One stranger experiment worth watching: inference markets. Spot-priced GPU capacity, sold by the second, routed by latency and price across providers. Akash, Vast, and Together's combined spot tier moved $40M in compute in March 2026—up from nothing a year earlier. Your inference stack now has a yield curve.
Looking ahead
Three things are about to get weird.
Inference will eat training's budget. For the first time, Anthropic, OpenAI, and Google are all spending more on serving inference than on training the next model. The flywheel reversed—inference revenue funds training, not the other way around—and that's reshaping how new architectures get evaluated. "How well does it serve?" is now a first-class question alongside "how well does it train?"
Hardware-software co-design becomes mandatory. The next generation of models will be designed against specific inference targets—specific chips, specific quantization formats, specific batch sizes. The "train once, serve anywhere" era is ending. Llama 5 is rumored to ship in three "shapes" tuned for three different inference profiles.

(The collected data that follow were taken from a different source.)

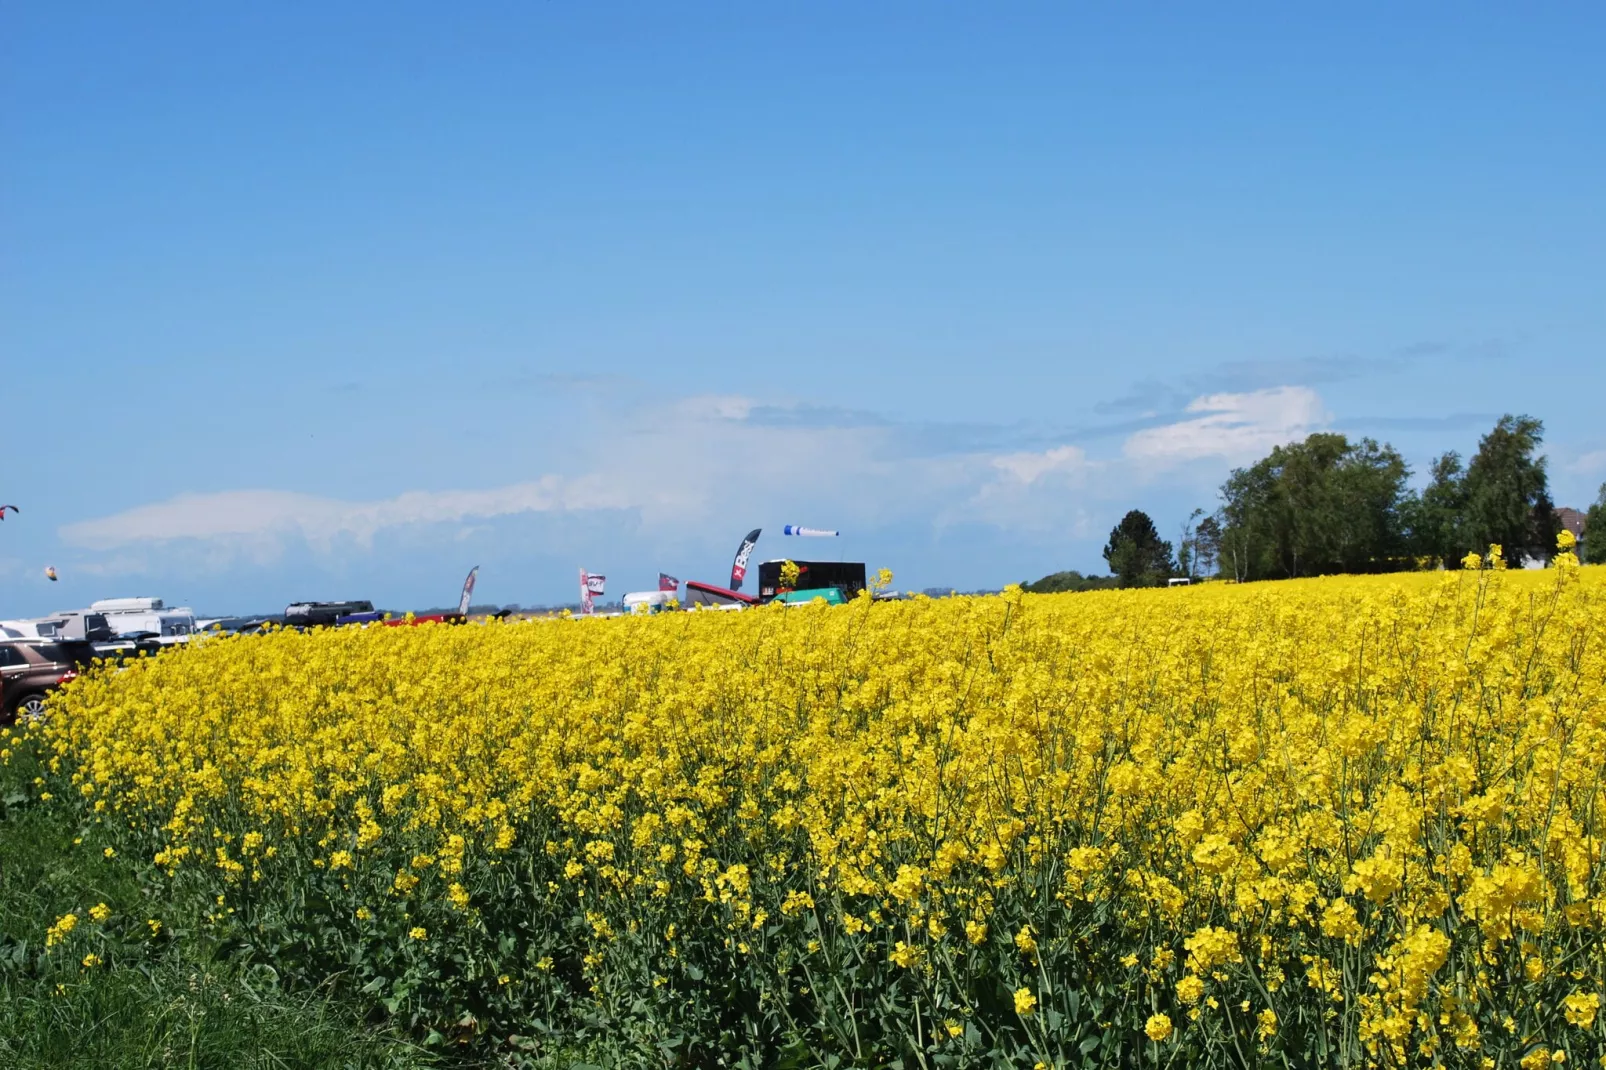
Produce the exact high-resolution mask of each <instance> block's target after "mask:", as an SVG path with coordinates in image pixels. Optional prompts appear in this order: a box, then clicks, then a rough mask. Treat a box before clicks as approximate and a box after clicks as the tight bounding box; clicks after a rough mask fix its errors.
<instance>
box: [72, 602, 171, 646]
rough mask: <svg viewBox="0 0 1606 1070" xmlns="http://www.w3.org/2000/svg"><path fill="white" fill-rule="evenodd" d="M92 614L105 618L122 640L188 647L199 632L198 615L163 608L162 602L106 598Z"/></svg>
mask: <svg viewBox="0 0 1606 1070" xmlns="http://www.w3.org/2000/svg"><path fill="white" fill-rule="evenodd" d="M90 611H92V612H96V614H101V615H104V617H106V623H108V625H109V627H111V630H112V633H116V635H119V636H128V638H133V636H149V638H153V639H156V641H157V643H161V644H162V646H172V644H173V643H188V641H190V638H191V636H193V635H194V631H196V615H194V611H191V609H190V607H188V606H173V607H172V609H169V607H165V606H162V599H159V598H103V599H101V601H98V602H90Z"/></svg>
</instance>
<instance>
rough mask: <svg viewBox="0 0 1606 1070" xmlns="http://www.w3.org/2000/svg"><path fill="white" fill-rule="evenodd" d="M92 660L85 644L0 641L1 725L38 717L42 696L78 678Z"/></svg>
mask: <svg viewBox="0 0 1606 1070" xmlns="http://www.w3.org/2000/svg"><path fill="white" fill-rule="evenodd" d="M93 657H95V651H93V649H92V647H90V644H88V643H84V641H61V643H40V641H31V639H0V725H10V723H11V721H14V720H16V718H18V717H40V715H42V713H43V712H45V696H47V694H50V692H51V691H55V689H56V688H59V686H61V684H64V683H67V681H69V680H72V678H74V676H77V675H79V668H82V667H84V665H88V662H90V660H92V659H93Z"/></svg>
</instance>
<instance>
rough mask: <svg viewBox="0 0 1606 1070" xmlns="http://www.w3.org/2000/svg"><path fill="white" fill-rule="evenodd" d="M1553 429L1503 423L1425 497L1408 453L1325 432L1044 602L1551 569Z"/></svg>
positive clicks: (1530, 422) (1455, 451)
mask: <svg viewBox="0 0 1606 1070" xmlns="http://www.w3.org/2000/svg"><path fill="white" fill-rule="evenodd" d="M1543 437H1545V426H1543V423H1542V421H1539V419H1534V418H1532V416H1511V415H1506V416H1502V418H1500V421H1498V423H1497V424H1495V426H1494V427H1492V429H1490V431H1489V434H1486V435H1482V439H1479V443H1478V451H1476V453H1474V455H1473V456H1471V459H1469V461H1466V463H1463V459H1461V456H1460V453H1457V451H1453V450H1452V451H1449V453H1444V455H1442V456H1439V458H1436V459H1434V461H1433V466H1431V468H1429V479H1428V485H1426V487H1425V488H1423V490H1421V492H1416V490H1413V488H1410V487H1408V480H1410V474H1412V472H1410V468H1408V466H1407V464H1405V459H1404V458H1402V456H1400V453H1399V451H1397V450H1396V448H1394V447H1391V445H1388V443H1381V445H1380V443H1378V442H1376V440H1373V439H1360V440H1359V442H1351V440H1349V439H1347V437H1346V435H1341V434H1333V432H1319V434H1312V435H1309V437H1307V439H1306V440H1304V442H1293V443H1288V445H1280V447H1275V448H1274V450H1272V451H1270V453H1269V455H1267V456H1264V458H1261V459H1259V461H1256V463H1254V464H1251V466H1248V468H1238V469H1233V471H1232V474H1230V476H1229V477H1227V480H1225V482H1224V484H1222V485H1221V506H1219V508H1217V509H1216V511H1213V513H1209V514H1206V513H1205V511H1203V509H1195V511H1193V514H1192V516H1190V517H1188V519H1187V521H1185V522H1184V525H1182V530H1180V533H1179V538H1177V541H1176V543H1171V541H1168V540H1164V538H1161V535H1160V530H1158V529H1156V527H1155V522H1153V519H1152V517H1150V516H1148V514H1147V513H1143V511H1140V509H1132V511H1131V513H1127V514H1126V516H1124V517H1121V522H1119V524H1116V525H1115V529H1111V532H1110V540H1108V543H1107V545H1105V549H1103V557H1105V562H1107V564H1108V566H1110V577H1082V575H1081V574H1076V572H1057V574H1054V575H1049V577H1044V578H1042V580H1037V582H1036V583H1028V585H1025V586H1026V590H1033V591H1058V590H1090V588H1097V586H1155V585H1161V583H1166V582H1168V580H1169V578H1172V577H1190V578H1198V577H1208V575H1214V574H1217V572H1219V574H1221V575H1222V577H1227V578H1233V580H1238V582H1248V580H1269V578H1294V577H1302V575H1328V574H1336V572H1396V570H1402V569H1425V567H1426V569H1431V567H1441V566H1442V567H1457V564H1458V562H1460V561H1461V557H1465V556H1466V554H1468V553H1479V554H1481V553H1484V551H1487V549H1489V546H1490V545H1498V546H1502V549H1503V553H1505V557H1506V561H1510V562H1513V564H1521V562H1522V561H1526V559H1548V557H1550V554H1551V553H1553V549H1555V546H1556V535H1559V532H1561V519H1559V517H1558V514H1556V506H1555V503H1553V501H1551V498H1550V485H1548V476H1547V458H1545V456H1543V455H1542V453H1540V451H1539V448H1540V445H1542V443H1543ZM1584 530H1585V532H1595V537H1593V538H1588V537H1585V538H1584V546H1582V548H1580V549H1582V559H1584V561H1585V562H1587V564H1606V484H1603V485H1601V490H1600V498H1598V500H1596V501H1595V504H1593V506H1592V508H1590V509H1588V516H1587V519H1585V527H1584Z"/></svg>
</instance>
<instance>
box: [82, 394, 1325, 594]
mask: <svg viewBox="0 0 1606 1070" xmlns="http://www.w3.org/2000/svg"><path fill="white" fill-rule="evenodd" d="M777 408H785V406H776V405H768V403H761V402H758V400H755V398H747V397H737V395H700V397H687V398H676V400H668V402H663V403H654V405H650V406H646V408H642V410H639V411H636V413H630V415H626V418H625V419H623V421H618V423H613V424H610V427H609V431H607V432H605V434H601V435H597V437H596V439H594V440H589V442H583V443H578V445H580V453H578V456H577V459H575V461H573V463H572V464H570V466H569V468H572V469H573V471H572V472H546V474H540V476H536V477H533V479H528V480H524V482H517V484H509V485H504V487H490V488H445V490H408V492H405V493H400V495H395V496H389V498H371V500H353V498H329V496H318V495H308V493H299V492H294V490H226V492H218V493H186V495H178V496H175V498H169V500H165V501H154V503H148V504H141V506H137V508H133V509H127V511H124V513H119V514H114V516H106V517H98V519H88V521H80V522H77V524H69V525H66V527H63V529H61V537H63V538H64V540H66V541H67V543H71V545H74V546H80V548H85V549H92V551H103V553H104V551H130V549H133V551H141V553H145V551H149V553H151V554H167V553H170V551H165V549H161V548H162V546H164V545H169V543H188V545H186V546H185V549H183V553H186V554H190V559H191V561H193V562H194V564H198V566H202V567H209V569H222V567H226V566H228V564H230V562H231V561H234V559H239V557H244V559H249V561H255V562H268V561H273V559H275V557H278V556H279V554H281V553H283V551H284V548H286V546H289V545H292V543H304V545H305V546H308V548H312V549H313V551H315V553H320V554H336V553H339V548H340V546H347V545H352V546H358V548H368V546H371V545H373V541H374V538H376V537H377V535H379V533H381V532H385V530H390V529H402V527H408V525H450V527H451V532H446V533H443V535H442V537H443V538H450V537H453V533H454V535H458V537H464V532H466V530H471V529H475V527H477V525H482V524H483V522H487V521H493V519H498V517H511V516H520V514H577V513H596V511H633V513H634V514H636V516H638V517H639V519H641V522H642V524H644V525H646V527H647V529H650V530H654V532H655V535H654V538H658V540H671V541H678V540H684V538H697V535H699V533H700V532H703V530H705V529H707V525H708V521H710V517H716V516H742V517H752V516H760V517H763V516H771V517H774V516H776V514H777V513H785V514H787V516H789V517H805V516H806V517H817V522H819V524H821V525H829V527H858V529H861V530H862V529H869V527H874V525H880V524H891V522H909V521H927V522H931V524H936V525H949V524H988V525H996V527H1009V529H1018V530H1026V529H1033V530H1039V529H1055V527H1060V529H1063V527H1065V525H1084V524H1086V522H1087V516H1090V514H1092V513H1095V511H1097V508H1099V503H1100V501H1113V500H1123V501H1124V500H1126V498H1127V496H1131V493H1132V490H1134V488H1135V487H1139V485H1142V484H1143V482H1145V480H1150V479H1153V477H1156V476H1158V474H1160V472H1161V471H1164V469H1168V468H1171V466H1176V464H1177V463H1184V461H1190V459H1196V458H1206V456H1229V458H1237V456H1254V455H1259V453H1264V451H1266V450H1269V448H1270V447H1272V445H1277V443H1282V442H1288V440H1290V439H1296V437H1299V435H1302V434H1307V432H1309V431H1312V429H1315V427H1317V426H1322V424H1323V423H1325V421H1327V419H1328V416H1327V413H1325V410H1323V408H1322V403H1320V398H1319V397H1317V395H1315V394H1314V392H1312V390H1309V389H1306V387H1280V389H1275V390H1256V392H1253V394H1214V395H1209V397H1201V398H1198V400H1195V402H1193V403H1192V405H1190V406H1188V413H1196V416H1193V418H1190V419H1184V421H1180V423H1172V424H1166V426H1163V427H1153V429H1148V431H1140V432H1137V434H1134V435H1132V437H1129V439H1127V440H1126V443H1124V447H1123V456H1119V458H1111V459H1099V458H1089V455H1087V453H1086V451H1084V450H1082V448H1081V447H1076V445H1055V447H1050V448H1046V450H1041V451H989V450H972V451H962V453H935V455H933V453H931V451H922V450H911V442H914V440H915V439H912V437H911V432H909V431H907V429H903V427H899V426H896V424H890V423H887V424H880V423H874V421H870V423H866V421H850V423H845V424H840V426H816V424H808V423H803V424H793V423H789V421H785V419H779V421H777V419H772V418H764V419H760V418H758V416H756V415H758V413H760V411H763V413H768V415H771V416H772V415H774V411H776V410H777ZM1068 488H1074V490H1076V493H1066V490H1068Z"/></svg>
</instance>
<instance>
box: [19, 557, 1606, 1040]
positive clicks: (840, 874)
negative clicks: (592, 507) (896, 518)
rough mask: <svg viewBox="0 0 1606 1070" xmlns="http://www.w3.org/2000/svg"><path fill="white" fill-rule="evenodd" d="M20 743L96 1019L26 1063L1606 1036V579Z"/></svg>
mask: <svg viewBox="0 0 1606 1070" xmlns="http://www.w3.org/2000/svg"><path fill="white" fill-rule="evenodd" d="M0 745H3V747H5V750H3V752H0V753H3V757H5V758H6V762H8V766H6V773H5V776H6V778H8V779H6V787H5V790H6V792H8V795H6V798H5V805H6V810H5V811H3V818H5V821H6V837H8V839H6V843H8V848H6V850H8V860H6V876H5V877H3V884H0V888H3V892H0V893H3V896H5V898H3V901H0V909H3V914H0V916H3V919H5V930H3V943H0V983H3V985H6V991H8V993H21V994H22V996H26V998H27V999H32V1001H34V1003H35V1004H37V1006H39V1007H42V1009H48V1007H51V1006H63V1007H67V1011H66V1014H67V1019H64V1022H67V1025H59V1027H47V1025H40V1027H35V1025H26V1023H22V1022H19V1014H18V1012H11V1014H13V1020H11V1022H10V1023H6V1025H8V1027H11V1030H14V1031H18V1033H19V1036H21V1038H22V1039H21V1041H18V1039H10V1041H0V1054H3V1052H5V1051H6V1049H5V1048H3V1044H6V1043H10V1044H18V1043H21V1044H24V1046H26V1044H34V1049H35V1051H47V1048H48V1044H50V1043H51V1041H50V1038H51V1036H53V1033H48V1031H40V1030H50V1028H58V1030H66V1031H71V1023H72V1022H77V1023H87V1022H90V1020H92V1017H93V1015H96V1014H100V1011H96V1009H95V1007H98V1006H103V1004H104V1006H125V1007H135V1006H145V1004H149V1006H167V1004H165V1003H162V1001H172V999H181V1001H188V1003H186V1007H190V1004H194V1006H204V1007H206V1012H204V1014H202V1015H201V1017H196V1012H194V1011H193V1007H191V1009H186V1011H183V1012H178V1011H175V1012H172V1015H170V1017H169V1019H167V1022H169V1023H167V1025H161V1023H159V1025H153V1027H151V1030H149V1031H151V1035H153V1036H156V1035H161V1036H165V1039H162V1038H157V1039H151V1041H146V1039H145V1038H146V1033H145V1031H135V1033H114V1035H112V1036H116V1038H124V1039H117V1041H116V1043H114V1046H116V1048H117V1049H119V1051H128V1049H130V1046H135V1044H146V1043H151V1044H157V1046H161V1044H167V1046H169V1048H172V1044H173V1043H177V1041H173V1039H172V1036H180V1038H181V1036H188V1035H194V1036H201V1038H204V1041H196V1043H207V1044H214V1046H217V1044H223V1046H225V1049H226V1046H228V1044H230V1043H236V1044H238V1048H239V1051H241V1052H244V1051H247V1049H249V1048H251V1046H252V1044H251V1041H249V1039H243V1041H228V1039H226V1038H230V1036H233V1038H241V1036H246V1038H249V1036H267V1038H270V1039H271V1038H275V1036H276V1038H279V1041H284V1043H287V1038H291V1036H299V1038H300V1039H302V1041H305V1043H307V1044H313V1048H315V1051H310V1052H307V1054H304V1056H296V1057H292V1059H291V1064H292V1065H347V1064H350V1065H419V1064H424V1062H429V1060H459V1059H467V1060H504V1062H506V1060H511V1062H512V1064H514V1065H519V1064H525V1065H543V1064H544V1065H572V1064H573V1062H577V1060H583V1062H589V1064H596V1065H620V1064H628V1065H715V1064H719V1065H737V1064H742V1065H755V1067H756V1065H789V1067H811V1065H866V1067H869V1065H904V1067H914V1065H943V1067H956V1065H1018V1067H1039V1065H1050V1067H1062V1065H1171V1067H1184V1065H1190V1067H1192V1065H1278V1067H1282V1065H1380V1064H1381V1065H1452V1067H1463V1065H1465V1067H1482V1065H1498V1067H1516V1065H1521V1067H1522V1068H1524V1070H1535V1068H1537V1067H1540V1065H1545V1067H1555V1065H1558V1064H1561V1062H1563V1060H1566V1062H1569V1064H1572V1065H1603V1064H1601V1059H1603V1051H1606V1049H1603V1036H1606V1017H1603V1015H1600V1014H1598V1004H1600V998H1601V990H1603V985H1606V977H1603V972H1606V969H1603V964H1606V861H1603V839H1606V797H1603V787H1606V786H1603V755H1606V569H1600V567H1590V569H1579V567H1577V566H1571V567H1561V569H1550V570H1545V572H1506V570H1495V569H1484V570H1466V572H1458V574H1418V575H1404V577H1365V578H1327V580H1298V582H1286V583H1266V585H1245V586H1230V585H1206V586H1195V588H1182V590H1148V591H1094V593H1082V594H1044V596H1036V594H1021V593H1020V591H1018V590H1015V588H1012V590H1009V591H1005V593H1004V594H1001V596H991V598H948V599H935V601H933V599H927V598H915V599H911V601H896V602H870V601H869V599H861V601H856V602H853V604H848V606H843V607H824V606H803V607H793V609H782V607H769V609H758V611H750V612H740V614H715V612H708V614H673V615H662V617H650V619H617V620H532V622H488V623H475V625H467V627H456V628H450V627H437V625H426V627H421V628H344V630H318V631H312V633H296V631H271V633H268V635H262V636H251V638H226V639H209V641H204V643H199V644H196V646H193V647H190V649H181V651H173V652H169V654H162V655H161V657H156V659H148V660H138V662H132V664H130V665H128V667H127V668H124V670H120V672H98V673H92V675H88V676H85V678H82V680H79V681H75V683H74V684H71V688H69V689H66V692H64V694H61V696H59V699H56V702H55V710H53V713H51V717H50V718H48V720H47V721H43V723H42V725H37V726H32V728H29V729H26V731H21V729H19V731H16V733H6V734H5V741H3V744H0ZM35 763H37V765H35ZM24 829H27V832H24ZM79 839H80V840H82V842H79ZM11 842H18V843H27V847H26V848H24V850H26V861H22V863H21V871H22V872H26V874H34V876H29V877H26V879H22V880H21V884H19V880H18V879H16V877H11V876H10V874H13V872H18V869H16V868H18V864H19V863H13V861H11V858H10V853H11V847H10V843H11ZM108 855H109V856H108ZM22 885H27V887H22ZM101 903H103V905H104V908H101V906H100V905H101ZM69 919H71V921H69ZM209 969H210V970H214V972H215V974H217V982H215V983H217V985H218V986H220V988H217V990H215V991H218V993H222V994H214V996H207V998H202V996H201V994H199V993H204V991H210V990H207V988H206V986H204V983H202V982H198V980H193V978H194V977H198V975H206V970H209ZM207 983H210V982H207ZM186 991H188V993H190V994H185V993H186ZM119 993H125V994H119ZM141 993H149V994H141ZM247 993H251V994H247ZM191 996H193V998H191ZM225 996H226V998H225ZM206 999H210V1003H207V1001H206ZM106 1001H122V1003H112V1004H108V1003H106ZM0 1003H5V1001H3V999H0ZM79 1004H85V1006H84V1007H80V1009H72V1007H77V1006H79ZM243 1004H244V1007H252V1009H251V1011H249V1014H247V1011H246V1009H243ZM259 1007H265V1009H259ZM130 1014H132V1011H130ZM74 1015H77V1017H74ZM186 1015H188V1017H186ZM308 1022H312V1023H313V1025H307V1023H308ZM180 1027H181V1028H180ZM304 1027H305V1028H304ZM141 1028H143V1027H141ZM162 1030H167V1031H165V1033H162ZM175 1030H177V1031H175ZM220 1038H223V1039H220ZM403 1038H406V1039H403ZM279 1041H276V1043H279ZM318 1044H321V1048H318ZM18 1051H21V1049H18ZM29 1057H31V1059H34V1060H35V1062H34V1065H51V1064H50V1062H48V1059H47V1057H45V1056H29ZM223 1057H225V1059H230V1056H223ZM239 1059H244V1056H241V1057H239ZM297 1059H299V1064H297ZM320 1060H323V1062H320ZM744 1060H745V1062H744ZM85 1065H90V1064H85ZM128 1065H146V1064H143V1062H135V1060H130V1062H128Z"/></svg>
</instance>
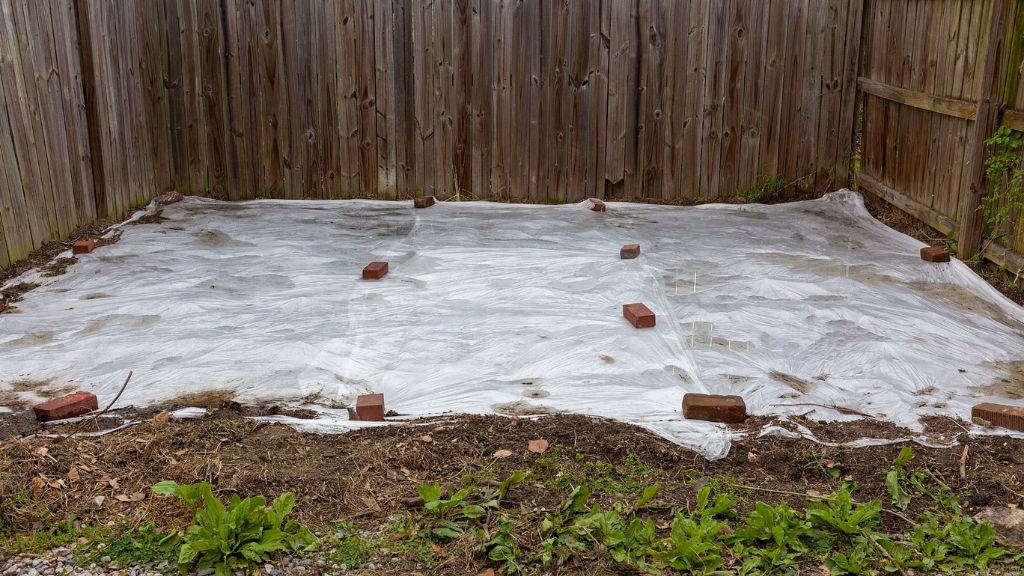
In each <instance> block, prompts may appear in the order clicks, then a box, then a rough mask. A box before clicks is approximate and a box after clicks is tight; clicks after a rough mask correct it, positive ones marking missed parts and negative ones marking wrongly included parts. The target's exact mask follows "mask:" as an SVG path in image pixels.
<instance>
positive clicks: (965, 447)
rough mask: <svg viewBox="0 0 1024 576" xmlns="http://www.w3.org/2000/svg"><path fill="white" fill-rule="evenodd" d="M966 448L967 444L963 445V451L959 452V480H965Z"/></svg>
mask: <svg viewBox="0 0 1024 576" xmlns="http://www.w3.org/2000/svg"><path fill="white" fill-rule="evenodd" d="M967 450H968V446H967V445H966V444H965V445H964V453H963V454H961V480H967Z"/></svg>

Compliance and observability eat the next layer. As inference moves into regulated industries, every token needs to be auditable—which model, which prompt, which user, which approval. The testing story we covered last issue was the prototype for this; the same logging hooks are now being wired into the inference runtime itself, not just the tool layer.
The hidden shift? Inference is no longer an implementation detail—it's the product. The model gives you intelligence; the inference stack decides whether that intelligence is fast enough, cheap enough, and private enough to actually use. The next billion-dollar AI companies won't be model labs. They'll be the people who figured out how to run someone else's model 50× cheaper than the lab can.